One of the most important changes that took place in the period between 1950 and 1960 was the acceptance that ‘to speak like an Englishman’ was not the obvious and only aim in teaching English to Overseas learners (as far as speaking ability was imparted at all): in this respect British acceptance of variations of accent in English used overseas has run ahead of American views. Although linguistic theory was applied to language teaching by American workers long before it became a widespread practice to do so in Britain, the linguistic consequences of social and political changes, and especially of newly won political independence, have been recognised and accepted by the British while many American language teachers remain troubled but unconvinced. Some American language teachers accept only American forms of English, but in the eyes of the British language-teaching profession one or other of the varieties of English that are growing up may in specific cases be of a kind more appropriate to the local educational systems than any form current in the British Isles. This acceptance is accorded to varieties of English such as those labelled ‘Educated Indian English’, ‘Educated West African English’. (pp. 203–204, emphasis added).

If this account is true, it seems that Quirk’s objections notwithstanding, there was already a strong tradition in British ELT of accepting and tolerating diversity in ELT. And this trend began at least 30 years before Braj Kachru wrote about World Englishes. This passage also seems to cast doubt on narratives such as the one found in Phillipson’s (1992) Linguistic Imperialism, that claim that ELT had always been hostile to vernacular varieties of English, and that the ‘centre’ of the English speaking world (the Anglophone West, that is) had always been keen to impose its norms on the ‘periphery’. While a single source cannot constitute proof, the extract above is hard to reconcile with Phillipson’s version of ELT history.

Why should this matter?

These may seem like trivial points, and I will readily concede that they make little substantive difference to actual teaching today. But still, I think that they carry two somewhat important implications which should not be overlooked. Firstly, the discrepancy between the Target Language Democratisation narrative and the account found in this book from the early 1960s calls into question the extent to which canonical versions of ELT history are grounded on historical data. This is a disturbing question, which has also been posed by Richard Smith elsewhere, and one which perhaps needs to be asked more persistently.
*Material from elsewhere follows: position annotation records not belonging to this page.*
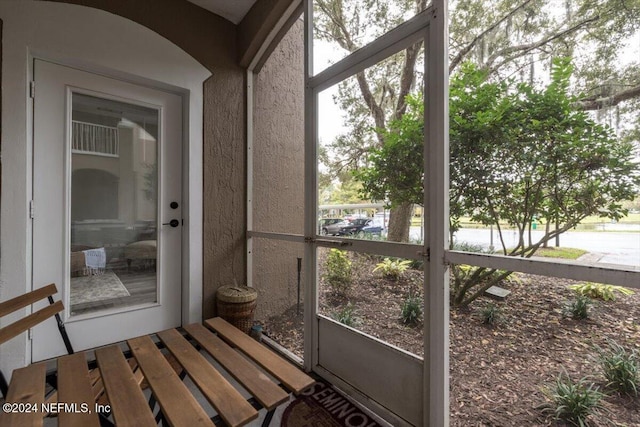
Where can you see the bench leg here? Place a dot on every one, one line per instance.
(268, 417)
(3, 385)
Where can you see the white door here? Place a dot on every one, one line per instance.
(107, 205)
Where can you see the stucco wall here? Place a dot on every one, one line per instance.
(278, 158)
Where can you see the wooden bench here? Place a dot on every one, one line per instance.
(204, 354)
(291, 377)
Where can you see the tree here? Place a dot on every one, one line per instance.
(505, 38)
(517, 153)
(375, 96)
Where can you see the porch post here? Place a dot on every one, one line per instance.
(436, 333)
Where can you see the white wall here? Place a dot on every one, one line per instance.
(105, 43)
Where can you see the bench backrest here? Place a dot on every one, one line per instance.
(22, 301)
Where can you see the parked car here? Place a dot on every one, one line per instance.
(331, 226)
(359, 227)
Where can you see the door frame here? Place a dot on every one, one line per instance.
(56, 86)
(135, 55)
(191, 287)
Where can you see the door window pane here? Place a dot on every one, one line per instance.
(114, 188)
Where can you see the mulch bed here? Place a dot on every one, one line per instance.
(498, 372)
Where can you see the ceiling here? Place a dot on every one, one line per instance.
(233, 10)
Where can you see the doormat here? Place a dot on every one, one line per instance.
(97, 288)
(323, 406)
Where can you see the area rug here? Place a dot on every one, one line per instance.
(98, 287)
(323, 406)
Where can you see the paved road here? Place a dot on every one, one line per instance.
(614, 247)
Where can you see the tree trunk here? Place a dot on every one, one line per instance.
(399, 223)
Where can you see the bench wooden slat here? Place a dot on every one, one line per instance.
(259, 385)
(232, 407)
(30, 321)
(74, 386)
(292, 377)
(29, 298)
(128, 404)
(179, 407)
(26, 386)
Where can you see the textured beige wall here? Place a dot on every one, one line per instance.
(278, 192)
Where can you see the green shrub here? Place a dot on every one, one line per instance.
(392, 269)
(578, 308)
(411, 310)
(600, 291)
(573, 402)
(338, 271)
(490, 314)
(621, 368)
(346, 316)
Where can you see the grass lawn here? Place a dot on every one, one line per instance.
(564, 253)
(591, 220)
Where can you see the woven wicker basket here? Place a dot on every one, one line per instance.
(236, 305)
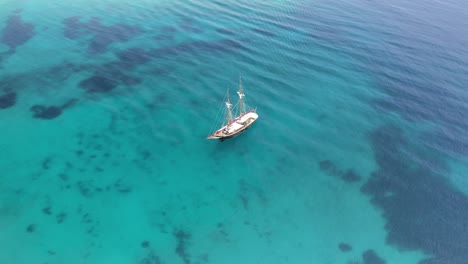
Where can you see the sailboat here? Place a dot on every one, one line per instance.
(233, 126)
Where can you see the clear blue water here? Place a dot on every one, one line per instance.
(359, 154)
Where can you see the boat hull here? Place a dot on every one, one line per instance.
(236, 127)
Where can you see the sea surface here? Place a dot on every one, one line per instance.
(359, 155)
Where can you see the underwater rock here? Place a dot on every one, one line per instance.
(46, 112)
(31, 228)
(7, 100)
(145, 244)
(331, 169)
(61, 217)
(46, 210)
(415, 197)
(98, 84)
(370, 257)
(344, 247)
(103, 35)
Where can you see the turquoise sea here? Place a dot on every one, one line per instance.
(359, 155)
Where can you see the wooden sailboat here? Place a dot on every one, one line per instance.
(233, 126)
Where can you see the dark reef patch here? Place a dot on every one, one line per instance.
(7, 100)
(182, 238)
(61, 217)
(422, 209)
(145, 244)
(46, 112)
(103, 35)
(98, 84)
(151, 258)
(47, 210)
(50, 112)
(17, 32)
(344, 247)
(370, 257)
(31, 228)
(331, 169)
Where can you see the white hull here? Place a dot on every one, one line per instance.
(237, 126)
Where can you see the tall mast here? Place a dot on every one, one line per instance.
(228, 106)
(241, 96)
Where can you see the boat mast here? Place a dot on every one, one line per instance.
(241, 96)
(228, 106)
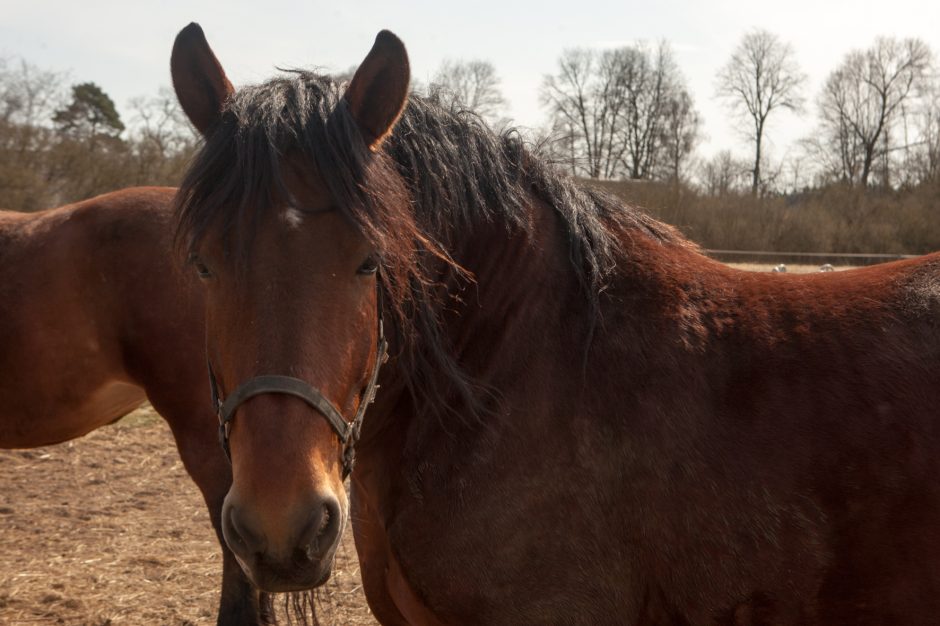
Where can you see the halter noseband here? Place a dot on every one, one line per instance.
(348, 432)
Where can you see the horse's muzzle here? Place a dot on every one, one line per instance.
(302, 562)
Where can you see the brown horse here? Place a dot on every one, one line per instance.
(94, 319)
(583, 420)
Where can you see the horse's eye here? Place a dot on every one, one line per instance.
(201, 268)
(369, 266)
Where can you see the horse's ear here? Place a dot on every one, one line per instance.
(200, 83)
(378, 92)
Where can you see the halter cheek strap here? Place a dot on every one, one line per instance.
(347, 432)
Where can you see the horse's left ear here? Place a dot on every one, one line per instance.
(378, 92)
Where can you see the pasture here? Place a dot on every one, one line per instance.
(109, 530)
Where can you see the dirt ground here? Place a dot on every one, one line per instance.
(109, 530)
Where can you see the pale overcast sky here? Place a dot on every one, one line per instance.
(125, 46)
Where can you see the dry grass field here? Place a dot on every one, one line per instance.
(109, 530)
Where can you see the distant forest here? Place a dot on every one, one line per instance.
(867, 180)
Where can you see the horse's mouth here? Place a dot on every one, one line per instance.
(277, 579)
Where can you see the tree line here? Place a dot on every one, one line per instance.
(61, 143)
(627, 114)
(624, 113)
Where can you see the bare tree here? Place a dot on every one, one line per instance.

Secondly, such discrepancies raise the question of how and why ahistorical accounts of ELT come to be established. As critical professionals, we need to ask ourselves why the nuanced statements made by Halliday, McIntosh and Strevens have failed to register in the history of the profession. I can only speculate that our understandings of the past are always mediated by the perceptions of those who came in prominence more recently, and these perceptions may have been oversimplified in the context of the heated lingua-political debates of the 1980s. If the invectives sometimes found in the English as a Lingua Franca literature are any indication, some of us have been rather too eager to reduce alternative viewpoints to straw-men arguments. This tendency is certainly problematic in the context of scholarly debate, and raising such oversimplified accounts to historical status is even more troublesome.

And what about fixing this mess? To me, it sees that there’s a need to retell the history of our profession — this time drawing on the findings of a rigorous, data-driven research agenda. We need to go back to the original documents, the books and writings of previous times, and we need to record the insights of those people who were involved in shaping the profession as it took its early steps, perhaps as a matter of urgency. There’s lots of work to be done, so if there’s anyone out there looking for a PhD topic, this might be a worthwhile one.